Internally Hankel $k$-Positive Systems

Abstract

There has been an increased interest in the variation diminishing properties of controlled linear time-invariant (LTI) systems and time-varying linear systems without inputs. In controlled LTI systems, these properties have recently been studied from the external perspective of $k$-positive Hankel operators. Such systems have Hankel operators that diminish the number of sign changes (the variation) from past input to future output if the input variation is at most $k-1$. For $k=1$, this coincides with the classical class of externally positive systems. For linear systems without inputs, the focus has been on the internal perspective of $k$-positive state-transition matrices, which diminish the variation of the initial system state. In the LTI case and for $k=1$, this corresponds to the classical class of (unforced) positive systems. This paper bridges the gap between the internal and external perspectives of $k$-positivity by analyzing internally Hankel $k$-positive systems, which we define as state-space LTI systems where controllability and observability operators as well as the state-transition matrix are $k$-positive.
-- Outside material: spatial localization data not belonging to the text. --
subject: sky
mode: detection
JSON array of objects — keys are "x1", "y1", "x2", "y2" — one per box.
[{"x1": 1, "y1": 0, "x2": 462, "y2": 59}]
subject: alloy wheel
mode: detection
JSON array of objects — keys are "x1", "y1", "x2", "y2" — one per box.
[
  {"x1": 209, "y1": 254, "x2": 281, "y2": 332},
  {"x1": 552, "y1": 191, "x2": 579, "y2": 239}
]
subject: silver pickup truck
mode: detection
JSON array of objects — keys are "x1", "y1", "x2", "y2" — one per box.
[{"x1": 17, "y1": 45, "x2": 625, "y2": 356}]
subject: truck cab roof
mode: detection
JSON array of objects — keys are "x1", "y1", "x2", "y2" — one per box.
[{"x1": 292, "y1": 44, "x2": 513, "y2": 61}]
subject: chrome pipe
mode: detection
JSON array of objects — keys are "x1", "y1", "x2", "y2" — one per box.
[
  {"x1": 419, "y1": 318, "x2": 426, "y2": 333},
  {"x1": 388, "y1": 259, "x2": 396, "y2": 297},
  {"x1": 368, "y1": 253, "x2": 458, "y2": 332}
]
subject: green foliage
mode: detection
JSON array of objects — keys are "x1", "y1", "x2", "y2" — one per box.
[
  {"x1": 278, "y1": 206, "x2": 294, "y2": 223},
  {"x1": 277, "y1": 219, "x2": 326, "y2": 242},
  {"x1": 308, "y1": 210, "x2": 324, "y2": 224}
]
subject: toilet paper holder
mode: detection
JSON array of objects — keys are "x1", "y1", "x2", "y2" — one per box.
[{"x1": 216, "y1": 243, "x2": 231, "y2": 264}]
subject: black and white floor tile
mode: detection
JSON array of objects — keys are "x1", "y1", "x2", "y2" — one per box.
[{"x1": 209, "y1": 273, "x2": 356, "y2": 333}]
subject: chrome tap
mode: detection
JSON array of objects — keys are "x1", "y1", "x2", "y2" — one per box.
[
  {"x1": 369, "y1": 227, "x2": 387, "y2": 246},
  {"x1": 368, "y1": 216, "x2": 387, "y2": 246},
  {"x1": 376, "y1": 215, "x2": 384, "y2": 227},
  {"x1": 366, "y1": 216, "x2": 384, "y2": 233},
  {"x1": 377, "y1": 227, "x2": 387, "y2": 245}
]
We show that the existing notions of external Hankel and internal $k$-positivity are subsumed under internal Hankel $k$-positivity, and we derive tractable conditions for verifying this property in the form of internal positivity of the first $k$ compound systems. As such, this class provides new means to verify external Hankel $k$-positivity, and lays the foundation for future investigations of variation diminishing controlled linear systems. As an application, we use our framework to derive new bounds for the number of over- and undershoots in the step responses of LTI systems. Since our characterization defines a new positive realization problem, we also discuss geometric conditions for the existence of minimal internally Hankel $k$-positive realizations.